VE is not loading on Beta Cluster, getting 503s
Description
Related Objects
- Mentioned In
- T214099: Stress test Parsoid's HTTP API
T204624: Parsoid is misbehaving in Beta cluster
T198348: Quibble CI jobs time out after 30min due to instance stalling at "npm install parse" step - Mentioned Here
- rGPARb068bb51d29e: Ensure Parsoid doesn't crash on unimplemented/invalid language conversions
Event Timeline
Looks like RB is timing out trying to connect to parsoid:
krenair@deployment-cache-text04:~$ curl http://deployment-restbase01.deployment-prep.eqiad.wmflabs:7231/en.wikipedia.beta.wmflabs.org/v1/page/html/14thjulyFF
{"type":"https://mediawiki.org/wiki/HyperSwitch/errors/internal_http_error","method":"get","detail":"Error: ESOCKETTIMEDOUT","uri":"http://deployment-parsoid09.deployment-prep.eqiad.wmflabs:8000/en.wikipedia.beta.wmflabs.org/v3/page/pagebundle/14thjulyFF/112456"}Tried restarting parsoid service on deployment-parsoid09 and then getting the URI above.

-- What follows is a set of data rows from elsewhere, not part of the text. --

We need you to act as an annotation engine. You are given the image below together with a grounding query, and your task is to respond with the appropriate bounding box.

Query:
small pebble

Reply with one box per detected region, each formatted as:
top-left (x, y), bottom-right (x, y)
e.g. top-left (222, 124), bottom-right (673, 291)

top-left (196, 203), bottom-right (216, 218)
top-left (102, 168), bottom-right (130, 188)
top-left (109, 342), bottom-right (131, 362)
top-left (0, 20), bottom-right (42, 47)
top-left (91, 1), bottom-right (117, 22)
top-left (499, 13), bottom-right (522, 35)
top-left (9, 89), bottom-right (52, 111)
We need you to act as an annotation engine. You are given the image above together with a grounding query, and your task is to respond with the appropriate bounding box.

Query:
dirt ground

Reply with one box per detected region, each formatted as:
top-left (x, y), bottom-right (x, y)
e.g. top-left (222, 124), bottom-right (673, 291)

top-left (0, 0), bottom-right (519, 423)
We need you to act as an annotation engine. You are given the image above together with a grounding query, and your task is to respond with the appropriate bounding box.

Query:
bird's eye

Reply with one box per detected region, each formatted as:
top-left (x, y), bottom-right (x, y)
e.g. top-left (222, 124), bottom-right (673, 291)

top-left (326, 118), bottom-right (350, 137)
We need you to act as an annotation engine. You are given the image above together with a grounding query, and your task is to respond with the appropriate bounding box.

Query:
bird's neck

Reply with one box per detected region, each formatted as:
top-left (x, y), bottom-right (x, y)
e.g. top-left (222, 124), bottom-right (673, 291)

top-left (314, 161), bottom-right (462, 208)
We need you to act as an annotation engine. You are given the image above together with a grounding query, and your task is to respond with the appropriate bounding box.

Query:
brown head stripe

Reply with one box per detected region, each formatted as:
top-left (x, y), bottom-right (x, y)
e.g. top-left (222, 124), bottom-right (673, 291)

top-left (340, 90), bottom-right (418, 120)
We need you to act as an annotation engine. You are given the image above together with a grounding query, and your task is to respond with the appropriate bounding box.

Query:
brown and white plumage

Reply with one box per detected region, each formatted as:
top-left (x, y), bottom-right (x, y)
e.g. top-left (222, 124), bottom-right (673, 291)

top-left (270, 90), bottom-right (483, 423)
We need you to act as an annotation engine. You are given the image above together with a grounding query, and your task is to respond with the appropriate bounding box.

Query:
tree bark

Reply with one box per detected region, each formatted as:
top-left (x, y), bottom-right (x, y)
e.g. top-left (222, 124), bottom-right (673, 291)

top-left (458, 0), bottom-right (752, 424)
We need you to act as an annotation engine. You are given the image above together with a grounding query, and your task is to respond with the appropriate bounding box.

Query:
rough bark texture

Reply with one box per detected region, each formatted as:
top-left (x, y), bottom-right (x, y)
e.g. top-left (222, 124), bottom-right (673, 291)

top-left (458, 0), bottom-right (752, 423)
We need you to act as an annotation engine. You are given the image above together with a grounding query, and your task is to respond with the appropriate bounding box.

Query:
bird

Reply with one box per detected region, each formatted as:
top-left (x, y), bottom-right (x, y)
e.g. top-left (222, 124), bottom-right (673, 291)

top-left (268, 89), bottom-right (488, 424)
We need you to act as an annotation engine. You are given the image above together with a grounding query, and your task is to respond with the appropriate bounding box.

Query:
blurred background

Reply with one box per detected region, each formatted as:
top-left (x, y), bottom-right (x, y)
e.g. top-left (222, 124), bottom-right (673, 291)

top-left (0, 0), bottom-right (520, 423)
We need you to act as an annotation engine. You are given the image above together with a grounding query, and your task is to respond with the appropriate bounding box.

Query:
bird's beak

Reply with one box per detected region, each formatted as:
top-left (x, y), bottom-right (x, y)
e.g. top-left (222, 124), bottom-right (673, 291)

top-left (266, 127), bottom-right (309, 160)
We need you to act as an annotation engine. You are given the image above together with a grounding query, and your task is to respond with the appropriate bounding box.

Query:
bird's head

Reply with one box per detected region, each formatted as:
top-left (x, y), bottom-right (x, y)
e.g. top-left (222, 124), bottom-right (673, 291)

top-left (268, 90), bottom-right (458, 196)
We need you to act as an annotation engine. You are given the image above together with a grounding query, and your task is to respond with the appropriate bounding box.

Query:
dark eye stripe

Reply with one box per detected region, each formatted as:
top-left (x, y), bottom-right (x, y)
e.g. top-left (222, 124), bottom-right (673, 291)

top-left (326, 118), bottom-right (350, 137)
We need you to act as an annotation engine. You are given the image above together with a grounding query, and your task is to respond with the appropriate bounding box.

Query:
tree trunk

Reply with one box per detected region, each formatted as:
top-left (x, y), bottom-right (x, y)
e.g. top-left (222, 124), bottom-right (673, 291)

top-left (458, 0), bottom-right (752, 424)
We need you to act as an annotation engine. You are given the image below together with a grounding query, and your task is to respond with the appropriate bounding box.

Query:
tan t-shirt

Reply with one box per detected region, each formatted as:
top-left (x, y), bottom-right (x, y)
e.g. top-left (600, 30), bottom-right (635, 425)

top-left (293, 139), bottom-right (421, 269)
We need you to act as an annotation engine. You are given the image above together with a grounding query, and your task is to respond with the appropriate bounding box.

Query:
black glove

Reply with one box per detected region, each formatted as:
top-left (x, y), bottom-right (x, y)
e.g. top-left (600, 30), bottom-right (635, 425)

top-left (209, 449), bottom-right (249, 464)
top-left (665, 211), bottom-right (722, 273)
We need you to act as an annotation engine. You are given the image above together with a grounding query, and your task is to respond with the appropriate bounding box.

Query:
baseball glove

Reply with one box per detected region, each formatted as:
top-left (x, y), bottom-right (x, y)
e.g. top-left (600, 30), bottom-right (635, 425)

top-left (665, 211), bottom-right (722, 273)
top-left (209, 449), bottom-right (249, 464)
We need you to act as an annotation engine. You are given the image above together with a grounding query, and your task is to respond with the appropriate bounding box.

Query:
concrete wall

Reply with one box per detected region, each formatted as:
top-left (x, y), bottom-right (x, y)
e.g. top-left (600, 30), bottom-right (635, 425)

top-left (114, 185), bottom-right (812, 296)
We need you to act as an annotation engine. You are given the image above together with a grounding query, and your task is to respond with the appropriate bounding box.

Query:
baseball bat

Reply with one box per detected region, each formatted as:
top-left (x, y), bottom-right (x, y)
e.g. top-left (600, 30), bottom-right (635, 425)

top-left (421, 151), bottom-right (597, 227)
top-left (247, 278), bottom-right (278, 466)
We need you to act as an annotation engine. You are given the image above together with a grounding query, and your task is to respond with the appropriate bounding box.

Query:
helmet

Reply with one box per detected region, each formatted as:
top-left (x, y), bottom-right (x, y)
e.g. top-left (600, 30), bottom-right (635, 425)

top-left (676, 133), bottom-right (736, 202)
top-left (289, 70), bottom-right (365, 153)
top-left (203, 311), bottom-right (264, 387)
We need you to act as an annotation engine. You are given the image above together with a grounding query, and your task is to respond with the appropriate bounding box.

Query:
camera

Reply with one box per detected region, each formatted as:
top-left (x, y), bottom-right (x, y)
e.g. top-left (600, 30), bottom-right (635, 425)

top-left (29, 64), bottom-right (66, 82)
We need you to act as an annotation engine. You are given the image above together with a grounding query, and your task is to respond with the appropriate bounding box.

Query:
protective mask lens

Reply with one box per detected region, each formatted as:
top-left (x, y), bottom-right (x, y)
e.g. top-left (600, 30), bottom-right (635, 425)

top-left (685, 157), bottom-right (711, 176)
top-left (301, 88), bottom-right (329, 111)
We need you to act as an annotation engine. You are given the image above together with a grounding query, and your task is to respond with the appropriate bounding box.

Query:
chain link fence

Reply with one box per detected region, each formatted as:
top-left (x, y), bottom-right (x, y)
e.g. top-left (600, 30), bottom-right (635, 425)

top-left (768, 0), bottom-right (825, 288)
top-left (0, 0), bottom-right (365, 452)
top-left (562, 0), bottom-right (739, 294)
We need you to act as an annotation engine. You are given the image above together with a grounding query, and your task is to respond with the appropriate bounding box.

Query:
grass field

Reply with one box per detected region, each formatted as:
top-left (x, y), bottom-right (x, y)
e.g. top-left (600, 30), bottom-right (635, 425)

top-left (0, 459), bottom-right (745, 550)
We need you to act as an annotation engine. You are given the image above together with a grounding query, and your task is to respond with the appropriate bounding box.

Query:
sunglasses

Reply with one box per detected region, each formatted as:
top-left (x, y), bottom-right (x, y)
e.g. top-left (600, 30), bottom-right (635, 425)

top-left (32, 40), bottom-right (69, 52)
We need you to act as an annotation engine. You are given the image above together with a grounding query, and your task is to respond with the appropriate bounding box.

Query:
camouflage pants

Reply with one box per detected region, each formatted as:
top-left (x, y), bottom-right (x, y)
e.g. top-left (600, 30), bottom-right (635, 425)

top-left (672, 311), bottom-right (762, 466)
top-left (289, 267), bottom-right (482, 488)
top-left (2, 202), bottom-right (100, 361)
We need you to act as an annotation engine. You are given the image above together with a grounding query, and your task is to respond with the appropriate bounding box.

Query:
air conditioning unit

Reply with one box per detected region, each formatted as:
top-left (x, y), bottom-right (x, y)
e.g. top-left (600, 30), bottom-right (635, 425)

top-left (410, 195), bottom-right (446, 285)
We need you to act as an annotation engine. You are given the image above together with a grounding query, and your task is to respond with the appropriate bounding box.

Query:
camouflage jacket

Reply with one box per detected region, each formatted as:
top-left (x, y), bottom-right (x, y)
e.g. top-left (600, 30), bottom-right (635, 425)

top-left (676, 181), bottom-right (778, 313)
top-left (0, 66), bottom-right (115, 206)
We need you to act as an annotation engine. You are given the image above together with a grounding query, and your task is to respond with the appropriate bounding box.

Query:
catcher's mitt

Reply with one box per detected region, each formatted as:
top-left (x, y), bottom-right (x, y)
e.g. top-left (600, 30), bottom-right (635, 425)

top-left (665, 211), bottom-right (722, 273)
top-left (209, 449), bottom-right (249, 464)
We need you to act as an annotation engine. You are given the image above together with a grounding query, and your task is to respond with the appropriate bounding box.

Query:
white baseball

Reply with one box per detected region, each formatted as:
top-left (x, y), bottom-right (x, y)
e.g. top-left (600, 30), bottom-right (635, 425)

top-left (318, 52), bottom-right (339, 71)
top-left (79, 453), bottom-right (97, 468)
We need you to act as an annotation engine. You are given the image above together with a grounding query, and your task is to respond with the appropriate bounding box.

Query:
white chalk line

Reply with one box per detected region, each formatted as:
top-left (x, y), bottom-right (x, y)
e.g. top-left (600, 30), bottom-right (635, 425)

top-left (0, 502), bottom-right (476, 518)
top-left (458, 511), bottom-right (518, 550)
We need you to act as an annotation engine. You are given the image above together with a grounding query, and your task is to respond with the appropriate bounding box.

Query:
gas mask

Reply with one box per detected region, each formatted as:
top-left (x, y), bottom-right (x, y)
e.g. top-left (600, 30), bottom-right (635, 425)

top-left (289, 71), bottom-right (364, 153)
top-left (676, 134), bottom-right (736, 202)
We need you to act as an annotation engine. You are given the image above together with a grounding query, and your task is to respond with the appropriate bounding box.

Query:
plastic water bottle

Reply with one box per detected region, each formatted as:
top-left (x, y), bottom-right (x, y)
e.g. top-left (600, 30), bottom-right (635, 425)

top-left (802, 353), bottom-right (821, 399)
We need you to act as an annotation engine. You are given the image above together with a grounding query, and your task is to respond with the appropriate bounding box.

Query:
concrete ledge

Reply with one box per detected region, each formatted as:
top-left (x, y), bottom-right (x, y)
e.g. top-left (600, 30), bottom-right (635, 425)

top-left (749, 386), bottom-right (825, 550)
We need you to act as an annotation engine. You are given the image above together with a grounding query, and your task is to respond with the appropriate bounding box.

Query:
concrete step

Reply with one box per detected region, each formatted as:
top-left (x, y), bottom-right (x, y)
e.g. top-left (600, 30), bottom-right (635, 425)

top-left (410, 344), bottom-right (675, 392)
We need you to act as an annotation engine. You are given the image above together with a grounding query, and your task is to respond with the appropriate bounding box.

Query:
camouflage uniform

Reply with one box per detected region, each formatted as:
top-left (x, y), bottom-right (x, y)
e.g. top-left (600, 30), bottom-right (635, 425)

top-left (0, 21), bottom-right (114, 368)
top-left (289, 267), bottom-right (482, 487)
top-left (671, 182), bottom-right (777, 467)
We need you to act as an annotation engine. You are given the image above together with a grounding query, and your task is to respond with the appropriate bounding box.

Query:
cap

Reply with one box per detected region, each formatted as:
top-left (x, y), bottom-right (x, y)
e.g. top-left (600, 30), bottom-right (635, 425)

Based on tail -f /srv/log/parsoid/main.log | grep -v ChangePropagation it did try wt2html for that page. I haven't managed to get it to repeat that, or do it for other pages.
Confirmed that Parsoid is on b068bb51d29e294a4f4a875ae829cca8cf314205 in both prod and beta.
beta:
deployment-tin$ curl http://deployment-parsoid09.deployment-prep.eqiad.wmflabs:8000/_version
{"name":"parsoid","version":"0.9.0","sha":"b068bb51d29e294a4f4a875ae829cca8cf314205"}and prod:
deployment:~$ for wtp in `grep wtp /etc/dsh/group/parsoid`; do echo -n "Querying $wtp: "; curl "http://$wtp:8000/_version"; echo; done;
Querying wtp1025.eqiad.wmnet: {"name":"parsoid","version":"0.9.0","sha":"b068bb51d29e294a4f4a875ae829cca8cf314205"}
[...etc...]That could be an indication that the task queues aren't being cleared fast enough by the workers ... but I'm not sure. If they were full, they would fail hard.
Requests that get handled directly by the server (ie. 302s/404s) were always replied to promptly. I restarted the service and, at least for the moment, it is restored.